Livret : Luigi Illica et Giuseppe Giacosa, d’après la pièce de Victorien Sardou
Réalisation : Benoît Jacquot
(Allemagne/France/Royaume-Uni, 2001, 1h56mn, noir et blanc et couleur)
Direction musicale : Antonio Pappano
Avec : Angela Gheorghiu (Tosca), Roberto Alagna (Mario Cavaradossi), Ruggero Raimondi (Scarpia), David Cangelosi (Spoletta), Sorin Colibani (Sciarrone), le chœur et l’orchestre du Royal Opera House Covent Garden de Londres
Coproduction : Axiom Films, Canal+, Euripide Productions, FFA, Filmstiftung Nordrhein-Westfalen, France 3 Cinéma, Integral Film GmbH, Seven Stars System, Tele+, Veradia Film, WDR/ARTE
WDR
À Rome, à l’époque de la conquête napoléonienne, la belle Tosca chante des opéras et aime le peintre Mario Cavadarossi avec une jalousie excessive. Celui-ci n’hésite pas à cacher un ami qui vient de s’échapper des geôles de l’ignoble Scarpia. Ce dernier gouverne la ville en Tartuffe, défendant la cause de la religion tout en employant tous les moyens pour obtenir les faveurs des plus jolies femmes. En poursuivant le prisonnier échappé, il tombe sur Tosca qui cherche son amant, car elle le soupçonne de la tromper. Scarpia se sert de sa jalousie pour accomplir ses desseins…
Tosca de rêve
C’est la Tosca rêvée. D’abord parce que les interprètes sont sublimes : Angela Gheorghiu est saisissante, Roberto Alagna fougueux comme jamais et Ruggero Raimondi d’une noirceur tout à fait convaincante. Ensuite parce que la mise en image conçue par Benoît Jacquot est très originale. Son film est une œuvre unique, quelque part entre le documentaire, l’opéra filmé et la fiction.
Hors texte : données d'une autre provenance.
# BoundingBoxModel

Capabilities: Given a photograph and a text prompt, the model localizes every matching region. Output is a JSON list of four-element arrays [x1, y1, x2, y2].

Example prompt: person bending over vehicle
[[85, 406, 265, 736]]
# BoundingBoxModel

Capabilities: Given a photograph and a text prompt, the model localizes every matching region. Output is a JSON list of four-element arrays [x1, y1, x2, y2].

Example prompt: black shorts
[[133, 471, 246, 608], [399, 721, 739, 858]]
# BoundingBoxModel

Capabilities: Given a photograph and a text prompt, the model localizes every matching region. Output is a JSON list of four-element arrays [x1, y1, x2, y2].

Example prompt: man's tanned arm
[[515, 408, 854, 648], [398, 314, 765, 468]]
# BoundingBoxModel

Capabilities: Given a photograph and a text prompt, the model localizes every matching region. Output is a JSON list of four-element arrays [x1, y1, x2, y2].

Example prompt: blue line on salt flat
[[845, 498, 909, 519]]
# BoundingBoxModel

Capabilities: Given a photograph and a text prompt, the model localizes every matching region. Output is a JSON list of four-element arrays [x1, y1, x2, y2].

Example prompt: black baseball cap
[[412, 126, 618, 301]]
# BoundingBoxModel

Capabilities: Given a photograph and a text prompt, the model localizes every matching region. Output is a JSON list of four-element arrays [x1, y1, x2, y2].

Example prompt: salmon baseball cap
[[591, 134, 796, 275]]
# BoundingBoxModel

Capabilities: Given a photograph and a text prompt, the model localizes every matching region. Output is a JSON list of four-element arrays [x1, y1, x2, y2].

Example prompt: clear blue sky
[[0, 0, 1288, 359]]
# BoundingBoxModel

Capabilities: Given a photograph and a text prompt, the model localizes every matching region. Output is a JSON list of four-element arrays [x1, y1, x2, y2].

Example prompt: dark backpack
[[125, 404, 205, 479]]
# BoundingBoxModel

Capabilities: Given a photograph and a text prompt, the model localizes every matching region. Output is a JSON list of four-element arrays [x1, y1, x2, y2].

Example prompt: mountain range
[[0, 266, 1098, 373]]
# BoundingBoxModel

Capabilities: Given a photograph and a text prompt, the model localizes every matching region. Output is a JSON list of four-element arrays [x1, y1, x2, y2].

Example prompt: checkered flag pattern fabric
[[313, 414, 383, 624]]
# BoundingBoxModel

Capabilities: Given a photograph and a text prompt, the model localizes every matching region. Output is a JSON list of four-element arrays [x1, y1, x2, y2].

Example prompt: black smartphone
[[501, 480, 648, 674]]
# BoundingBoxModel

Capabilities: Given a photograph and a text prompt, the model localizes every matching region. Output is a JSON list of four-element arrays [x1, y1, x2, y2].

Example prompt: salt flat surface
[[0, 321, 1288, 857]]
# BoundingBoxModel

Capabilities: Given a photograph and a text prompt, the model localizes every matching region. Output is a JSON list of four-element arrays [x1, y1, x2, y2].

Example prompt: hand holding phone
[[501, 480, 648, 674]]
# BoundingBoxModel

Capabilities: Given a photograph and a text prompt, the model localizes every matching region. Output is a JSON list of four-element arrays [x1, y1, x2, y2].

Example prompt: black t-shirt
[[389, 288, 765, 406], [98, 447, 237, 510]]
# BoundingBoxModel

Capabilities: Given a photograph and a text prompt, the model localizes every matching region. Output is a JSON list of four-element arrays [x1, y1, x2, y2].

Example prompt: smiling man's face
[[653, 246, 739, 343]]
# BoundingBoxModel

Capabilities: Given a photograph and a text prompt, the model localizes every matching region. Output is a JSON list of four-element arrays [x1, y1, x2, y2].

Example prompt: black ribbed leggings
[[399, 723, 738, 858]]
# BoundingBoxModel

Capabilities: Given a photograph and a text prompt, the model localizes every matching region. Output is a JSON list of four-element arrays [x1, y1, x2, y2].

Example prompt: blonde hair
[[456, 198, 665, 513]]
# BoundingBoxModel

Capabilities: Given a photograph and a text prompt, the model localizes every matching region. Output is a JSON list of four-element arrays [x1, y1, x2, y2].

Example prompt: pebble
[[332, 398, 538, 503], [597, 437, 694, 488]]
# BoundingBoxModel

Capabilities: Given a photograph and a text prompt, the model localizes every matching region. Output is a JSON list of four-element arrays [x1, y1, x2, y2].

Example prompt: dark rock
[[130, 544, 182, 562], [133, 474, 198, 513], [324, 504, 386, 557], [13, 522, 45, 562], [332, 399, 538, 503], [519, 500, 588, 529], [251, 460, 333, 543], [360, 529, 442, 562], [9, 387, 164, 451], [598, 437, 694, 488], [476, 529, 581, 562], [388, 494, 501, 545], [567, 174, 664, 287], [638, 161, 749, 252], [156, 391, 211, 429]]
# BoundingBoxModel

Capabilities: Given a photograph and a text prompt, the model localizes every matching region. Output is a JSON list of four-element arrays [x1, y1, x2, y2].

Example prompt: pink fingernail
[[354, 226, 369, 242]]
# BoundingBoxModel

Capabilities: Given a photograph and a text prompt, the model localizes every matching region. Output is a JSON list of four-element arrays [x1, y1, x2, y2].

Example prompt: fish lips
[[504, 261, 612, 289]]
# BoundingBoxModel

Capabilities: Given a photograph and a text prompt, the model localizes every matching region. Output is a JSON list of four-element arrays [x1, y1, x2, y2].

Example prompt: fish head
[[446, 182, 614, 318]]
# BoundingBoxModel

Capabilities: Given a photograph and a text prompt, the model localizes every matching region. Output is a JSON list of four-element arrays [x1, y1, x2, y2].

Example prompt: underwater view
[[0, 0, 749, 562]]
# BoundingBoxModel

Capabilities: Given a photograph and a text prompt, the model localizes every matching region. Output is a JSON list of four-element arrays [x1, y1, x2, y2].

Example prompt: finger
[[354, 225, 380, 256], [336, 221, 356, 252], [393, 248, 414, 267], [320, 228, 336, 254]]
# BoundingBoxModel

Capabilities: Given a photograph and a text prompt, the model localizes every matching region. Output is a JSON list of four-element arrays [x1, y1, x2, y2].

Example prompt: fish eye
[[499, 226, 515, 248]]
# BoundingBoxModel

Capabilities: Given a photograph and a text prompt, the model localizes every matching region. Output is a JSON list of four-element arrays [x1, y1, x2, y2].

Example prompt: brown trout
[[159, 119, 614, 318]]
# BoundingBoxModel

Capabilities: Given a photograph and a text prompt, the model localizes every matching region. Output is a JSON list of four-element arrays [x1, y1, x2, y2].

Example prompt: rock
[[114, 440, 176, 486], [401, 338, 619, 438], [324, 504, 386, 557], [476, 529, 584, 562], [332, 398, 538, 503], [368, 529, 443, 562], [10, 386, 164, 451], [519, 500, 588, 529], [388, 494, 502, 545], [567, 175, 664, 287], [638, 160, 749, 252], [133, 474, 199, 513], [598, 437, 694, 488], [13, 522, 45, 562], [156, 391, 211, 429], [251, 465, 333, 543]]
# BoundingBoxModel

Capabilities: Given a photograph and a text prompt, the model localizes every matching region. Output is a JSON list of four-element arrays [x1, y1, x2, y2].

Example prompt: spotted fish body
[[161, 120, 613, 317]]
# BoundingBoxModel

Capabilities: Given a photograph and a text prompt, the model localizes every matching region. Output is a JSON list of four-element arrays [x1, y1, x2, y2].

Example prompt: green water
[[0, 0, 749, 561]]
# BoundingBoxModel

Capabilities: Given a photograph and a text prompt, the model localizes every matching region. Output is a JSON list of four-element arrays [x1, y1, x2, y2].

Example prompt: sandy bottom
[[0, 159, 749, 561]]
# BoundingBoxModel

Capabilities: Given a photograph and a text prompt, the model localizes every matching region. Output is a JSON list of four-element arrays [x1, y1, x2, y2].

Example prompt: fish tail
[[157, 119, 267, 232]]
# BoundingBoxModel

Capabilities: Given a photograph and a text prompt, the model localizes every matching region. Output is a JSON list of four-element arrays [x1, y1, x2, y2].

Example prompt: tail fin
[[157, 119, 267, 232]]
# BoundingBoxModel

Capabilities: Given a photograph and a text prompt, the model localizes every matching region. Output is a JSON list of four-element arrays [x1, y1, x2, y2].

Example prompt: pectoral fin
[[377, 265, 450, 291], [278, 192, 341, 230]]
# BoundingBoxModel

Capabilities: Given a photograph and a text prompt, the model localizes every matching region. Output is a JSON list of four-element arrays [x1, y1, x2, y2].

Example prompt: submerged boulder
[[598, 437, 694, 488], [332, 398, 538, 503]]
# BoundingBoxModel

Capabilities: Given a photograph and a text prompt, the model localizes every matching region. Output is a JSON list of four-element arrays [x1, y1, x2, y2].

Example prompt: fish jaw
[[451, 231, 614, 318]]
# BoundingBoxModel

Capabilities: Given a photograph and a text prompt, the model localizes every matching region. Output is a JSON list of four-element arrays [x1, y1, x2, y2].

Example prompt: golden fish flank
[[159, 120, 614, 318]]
La première étape de ce projet a été l’enregistrement de la partie musicale dans les studios d’EMI à Londres. À cette occasion, Benoît Jacquot a filmé (en noir et blanc) l’orchestre et les chanteurs. Puis les lieux de l’action ont été reconstitués dans les studios MMC à Cologne-Ossendorf. Dans ces décors, le cinéaste a filmé (en couleur) les chanteurs en train de jouer – et de chanter, pour éviter l’effet “play-back”. Le film est construit sur l’alternance entre scènes en costumes et séquences avec l’orchestre en studio. Parallèlement, Benoît Jacquot s’est amusé avec la bande son : par moments, il introduit du son direct, puis revient délicatement au chant ou encore demande aux chanteurs de se taire. Par exemple, Roberto Alagna peut chanter sur la BO tandis qu’à l’écran il soupire, embrasse, parle… Ce dispositif surprenant met particulièrement en valeur la très belle performance d’acteurs livrée par les chanteurs. Enfin, la direction du chef d’orchestre Antonio Pappano, vive et flamboyante, achève de faire de ce film-opéra un spectacle magnifique.